Depuis quelques années, le Congo fait face à des bouleversements climatiques inquiétants. Les saisons ne suivent plus le rythme habituel, et les populations constatent des retards, des sécheresses prolongées ou encore des pluies brutales. L’exemple le plus récent est celui de cette année 2025 : la saison des pluies n’a pas donné son signal d’arrivée habituel.
Traditionnellement, les pluies reviennent au Congo vers la mi-août. Mais en 2025, après une saison sèche qui a pris fin le 14 juin, aucune pluie n’a été enregistrée pendant plus de trois mois, jusqu’au 21 septembre. Ce dérèglement n’est pas sans conséquences : les agriculteurs, qui attendent les premières pluies pour semer, ont dû repousser leurs travaux. Cela affecte la production locale, les prix sur les marchés, et la sécurité alimentaire.
Les causes
Les experts en environnement pointent plusieurs causes. D’abord, le réchauffement climatique mondial, causé par les émissions de gaz à effet de serre et qui modifient les équilibres naturels. Ensuite, au niveau local, la déforestation massive, notamment dans la Cuvette et les Plateaux, qui perturbe le cycle de l’eau et la régulation de la température.
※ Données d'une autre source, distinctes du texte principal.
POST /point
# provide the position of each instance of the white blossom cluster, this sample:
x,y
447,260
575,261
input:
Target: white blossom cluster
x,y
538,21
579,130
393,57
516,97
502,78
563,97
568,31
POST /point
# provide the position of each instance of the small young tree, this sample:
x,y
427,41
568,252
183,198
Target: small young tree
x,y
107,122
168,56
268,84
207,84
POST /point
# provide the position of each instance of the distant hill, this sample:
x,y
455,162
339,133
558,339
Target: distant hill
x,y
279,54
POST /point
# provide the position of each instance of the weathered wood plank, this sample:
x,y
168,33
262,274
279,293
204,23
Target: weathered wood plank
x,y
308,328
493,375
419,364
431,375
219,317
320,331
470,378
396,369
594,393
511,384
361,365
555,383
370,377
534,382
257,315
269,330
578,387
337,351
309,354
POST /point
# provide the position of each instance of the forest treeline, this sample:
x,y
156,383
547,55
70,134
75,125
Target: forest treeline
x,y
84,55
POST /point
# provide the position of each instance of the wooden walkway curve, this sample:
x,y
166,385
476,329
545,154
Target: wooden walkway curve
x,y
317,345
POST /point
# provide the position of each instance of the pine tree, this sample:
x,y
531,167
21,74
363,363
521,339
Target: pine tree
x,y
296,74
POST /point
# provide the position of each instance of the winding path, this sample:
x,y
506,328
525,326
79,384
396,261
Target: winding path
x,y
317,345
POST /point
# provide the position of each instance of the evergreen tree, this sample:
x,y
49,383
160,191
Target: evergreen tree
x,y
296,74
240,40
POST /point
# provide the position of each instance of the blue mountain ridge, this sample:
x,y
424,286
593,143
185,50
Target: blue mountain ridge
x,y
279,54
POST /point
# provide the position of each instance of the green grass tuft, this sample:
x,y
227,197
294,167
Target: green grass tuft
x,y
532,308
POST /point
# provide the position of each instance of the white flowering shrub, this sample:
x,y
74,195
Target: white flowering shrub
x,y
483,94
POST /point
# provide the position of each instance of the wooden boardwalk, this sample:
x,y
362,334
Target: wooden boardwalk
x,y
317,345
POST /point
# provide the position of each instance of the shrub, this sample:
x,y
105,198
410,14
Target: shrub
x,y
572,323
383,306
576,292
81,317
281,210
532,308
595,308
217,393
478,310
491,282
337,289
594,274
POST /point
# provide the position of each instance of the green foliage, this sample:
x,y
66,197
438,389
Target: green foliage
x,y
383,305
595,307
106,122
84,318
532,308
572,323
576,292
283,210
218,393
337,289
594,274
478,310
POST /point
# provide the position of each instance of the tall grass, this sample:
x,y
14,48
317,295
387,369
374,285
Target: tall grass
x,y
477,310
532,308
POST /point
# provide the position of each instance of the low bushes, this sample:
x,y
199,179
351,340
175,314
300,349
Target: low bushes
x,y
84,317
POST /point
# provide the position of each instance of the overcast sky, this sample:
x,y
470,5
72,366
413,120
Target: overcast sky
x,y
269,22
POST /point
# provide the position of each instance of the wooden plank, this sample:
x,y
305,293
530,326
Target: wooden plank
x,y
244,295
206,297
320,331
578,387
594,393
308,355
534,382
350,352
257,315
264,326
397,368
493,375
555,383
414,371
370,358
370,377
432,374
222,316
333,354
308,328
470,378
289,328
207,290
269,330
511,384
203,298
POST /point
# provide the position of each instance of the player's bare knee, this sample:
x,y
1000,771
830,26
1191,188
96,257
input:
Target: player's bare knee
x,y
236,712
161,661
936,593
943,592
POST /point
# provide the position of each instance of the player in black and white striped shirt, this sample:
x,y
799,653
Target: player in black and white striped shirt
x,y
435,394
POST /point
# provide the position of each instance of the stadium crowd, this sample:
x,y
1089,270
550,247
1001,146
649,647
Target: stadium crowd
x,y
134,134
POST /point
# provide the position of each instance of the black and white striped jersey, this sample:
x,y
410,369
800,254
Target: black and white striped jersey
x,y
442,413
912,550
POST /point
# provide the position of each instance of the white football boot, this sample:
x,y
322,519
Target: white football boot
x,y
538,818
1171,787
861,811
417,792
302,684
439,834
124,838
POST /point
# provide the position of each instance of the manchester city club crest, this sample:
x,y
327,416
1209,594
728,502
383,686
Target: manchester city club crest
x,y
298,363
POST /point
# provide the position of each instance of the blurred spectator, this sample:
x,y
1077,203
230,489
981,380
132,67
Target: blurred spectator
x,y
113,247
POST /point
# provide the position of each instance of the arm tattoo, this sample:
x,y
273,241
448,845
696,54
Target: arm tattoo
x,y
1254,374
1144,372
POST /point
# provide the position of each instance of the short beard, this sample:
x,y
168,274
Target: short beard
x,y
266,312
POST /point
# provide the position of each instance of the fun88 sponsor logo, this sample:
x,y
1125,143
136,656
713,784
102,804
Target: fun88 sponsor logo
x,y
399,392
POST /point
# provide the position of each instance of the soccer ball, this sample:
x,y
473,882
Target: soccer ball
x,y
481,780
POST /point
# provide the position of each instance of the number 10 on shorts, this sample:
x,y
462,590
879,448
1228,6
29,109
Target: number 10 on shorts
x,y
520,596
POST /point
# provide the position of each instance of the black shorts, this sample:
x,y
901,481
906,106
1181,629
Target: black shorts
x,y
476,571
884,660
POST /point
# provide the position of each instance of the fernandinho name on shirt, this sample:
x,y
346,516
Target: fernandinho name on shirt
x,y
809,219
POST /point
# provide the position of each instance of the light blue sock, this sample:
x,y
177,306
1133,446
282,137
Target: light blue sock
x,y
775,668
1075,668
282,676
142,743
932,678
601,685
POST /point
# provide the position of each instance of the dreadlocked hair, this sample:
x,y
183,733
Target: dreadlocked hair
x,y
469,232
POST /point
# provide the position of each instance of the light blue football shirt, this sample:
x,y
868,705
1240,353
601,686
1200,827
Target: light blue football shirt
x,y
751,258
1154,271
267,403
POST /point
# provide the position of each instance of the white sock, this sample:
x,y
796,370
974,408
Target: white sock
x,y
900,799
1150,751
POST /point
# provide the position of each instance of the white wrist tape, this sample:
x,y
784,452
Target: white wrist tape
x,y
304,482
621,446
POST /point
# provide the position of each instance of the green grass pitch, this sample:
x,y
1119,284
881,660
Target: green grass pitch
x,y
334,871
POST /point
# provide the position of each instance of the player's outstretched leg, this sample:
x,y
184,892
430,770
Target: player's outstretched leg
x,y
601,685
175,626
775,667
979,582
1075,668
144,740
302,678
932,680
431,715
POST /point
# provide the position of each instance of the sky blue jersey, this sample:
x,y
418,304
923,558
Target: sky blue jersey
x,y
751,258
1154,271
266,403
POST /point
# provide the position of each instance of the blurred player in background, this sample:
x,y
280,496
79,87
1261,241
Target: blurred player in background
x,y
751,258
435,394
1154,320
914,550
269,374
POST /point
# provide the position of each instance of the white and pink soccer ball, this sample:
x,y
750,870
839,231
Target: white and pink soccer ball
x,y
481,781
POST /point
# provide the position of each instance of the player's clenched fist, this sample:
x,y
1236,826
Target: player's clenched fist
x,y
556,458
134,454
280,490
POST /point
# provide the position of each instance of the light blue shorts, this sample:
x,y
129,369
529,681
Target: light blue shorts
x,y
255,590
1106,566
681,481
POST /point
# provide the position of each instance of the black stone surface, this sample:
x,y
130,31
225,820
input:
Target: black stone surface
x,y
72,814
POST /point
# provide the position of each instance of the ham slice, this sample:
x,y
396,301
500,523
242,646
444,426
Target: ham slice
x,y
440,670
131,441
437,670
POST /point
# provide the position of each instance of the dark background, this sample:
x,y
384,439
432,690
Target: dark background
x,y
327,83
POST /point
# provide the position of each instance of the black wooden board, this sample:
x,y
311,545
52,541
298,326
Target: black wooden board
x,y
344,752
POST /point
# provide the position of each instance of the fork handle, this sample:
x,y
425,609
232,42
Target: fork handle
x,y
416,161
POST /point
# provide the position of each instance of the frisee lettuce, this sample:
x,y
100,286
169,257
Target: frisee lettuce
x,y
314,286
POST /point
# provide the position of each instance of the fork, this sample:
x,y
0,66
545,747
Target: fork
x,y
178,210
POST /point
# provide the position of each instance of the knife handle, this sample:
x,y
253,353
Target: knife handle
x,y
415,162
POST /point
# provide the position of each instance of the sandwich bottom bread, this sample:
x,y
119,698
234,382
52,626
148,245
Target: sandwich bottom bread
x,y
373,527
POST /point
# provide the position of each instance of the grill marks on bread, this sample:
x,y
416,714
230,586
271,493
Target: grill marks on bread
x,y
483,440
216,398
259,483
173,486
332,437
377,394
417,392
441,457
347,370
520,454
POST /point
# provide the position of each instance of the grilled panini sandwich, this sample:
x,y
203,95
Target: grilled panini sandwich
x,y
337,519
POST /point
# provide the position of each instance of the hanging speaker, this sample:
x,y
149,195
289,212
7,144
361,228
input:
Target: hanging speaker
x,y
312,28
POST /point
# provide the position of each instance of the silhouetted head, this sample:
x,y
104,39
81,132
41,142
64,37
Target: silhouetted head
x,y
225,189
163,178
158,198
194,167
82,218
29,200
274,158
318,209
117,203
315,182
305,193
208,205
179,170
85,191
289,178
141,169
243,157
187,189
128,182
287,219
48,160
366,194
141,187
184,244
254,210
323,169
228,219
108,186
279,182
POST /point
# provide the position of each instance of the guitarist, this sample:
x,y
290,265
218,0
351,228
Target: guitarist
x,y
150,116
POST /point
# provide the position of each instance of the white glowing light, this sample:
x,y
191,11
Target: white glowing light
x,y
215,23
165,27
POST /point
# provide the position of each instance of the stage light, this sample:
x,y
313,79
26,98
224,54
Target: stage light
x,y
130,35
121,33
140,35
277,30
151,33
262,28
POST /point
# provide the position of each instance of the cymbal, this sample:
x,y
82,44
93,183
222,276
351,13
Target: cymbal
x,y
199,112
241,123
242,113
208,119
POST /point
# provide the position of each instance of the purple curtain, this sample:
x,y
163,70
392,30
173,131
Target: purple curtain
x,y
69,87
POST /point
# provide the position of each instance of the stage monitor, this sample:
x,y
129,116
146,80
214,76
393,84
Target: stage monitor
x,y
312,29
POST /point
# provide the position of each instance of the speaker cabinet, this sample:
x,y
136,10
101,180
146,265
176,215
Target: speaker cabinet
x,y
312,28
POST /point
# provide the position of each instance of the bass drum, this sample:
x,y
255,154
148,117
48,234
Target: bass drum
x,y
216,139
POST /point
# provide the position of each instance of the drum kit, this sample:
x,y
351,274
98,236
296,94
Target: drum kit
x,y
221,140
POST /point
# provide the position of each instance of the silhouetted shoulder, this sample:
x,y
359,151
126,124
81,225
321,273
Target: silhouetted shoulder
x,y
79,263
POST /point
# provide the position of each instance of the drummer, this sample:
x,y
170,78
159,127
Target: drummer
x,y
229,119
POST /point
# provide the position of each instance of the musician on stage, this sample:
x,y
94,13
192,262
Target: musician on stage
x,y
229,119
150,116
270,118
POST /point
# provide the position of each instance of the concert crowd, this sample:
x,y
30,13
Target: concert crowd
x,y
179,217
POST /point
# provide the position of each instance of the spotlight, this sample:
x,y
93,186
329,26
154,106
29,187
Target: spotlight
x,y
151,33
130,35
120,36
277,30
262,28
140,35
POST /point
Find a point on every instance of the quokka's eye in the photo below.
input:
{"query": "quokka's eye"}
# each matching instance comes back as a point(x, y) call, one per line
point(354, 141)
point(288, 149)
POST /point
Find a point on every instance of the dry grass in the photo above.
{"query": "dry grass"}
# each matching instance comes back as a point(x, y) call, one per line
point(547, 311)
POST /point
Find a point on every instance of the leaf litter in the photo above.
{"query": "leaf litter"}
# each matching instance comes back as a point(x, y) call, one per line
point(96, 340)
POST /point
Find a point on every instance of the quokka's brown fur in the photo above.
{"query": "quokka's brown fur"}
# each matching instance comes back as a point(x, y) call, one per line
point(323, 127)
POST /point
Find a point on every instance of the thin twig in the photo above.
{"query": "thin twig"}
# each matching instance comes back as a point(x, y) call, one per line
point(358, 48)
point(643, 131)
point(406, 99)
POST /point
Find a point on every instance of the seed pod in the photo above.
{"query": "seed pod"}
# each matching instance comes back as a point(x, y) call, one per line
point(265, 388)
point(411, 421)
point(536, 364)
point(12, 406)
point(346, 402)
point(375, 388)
L’absence d’arbres favorise l’érosion des sols et rend les terres plus sèches et moins fertiles.
Face à ce phénomène, les autorités devraient mettre en place des politiques environnementales plus strictes, notamment en matière de reboisement et de protection des écosystèmes. Mais la population a aussi un rôle à jouer : ne pas jeter les déchets dans la nature, réduire l’usage du plastique, planter suffisamment d’arbres, sensibiliser les jeunes sur l’intérêt d’afforestation, moins brûler les bosquets, etc.
Le changement climatique n’est plus une théorie lointaine. Il est bien présent au Congo. Face à cette réalité, il est temps de changer de comportements, d’adopter des pratiques plus respectueuses de l’environnement, et d’unir les efforts pour préserver l’environnement.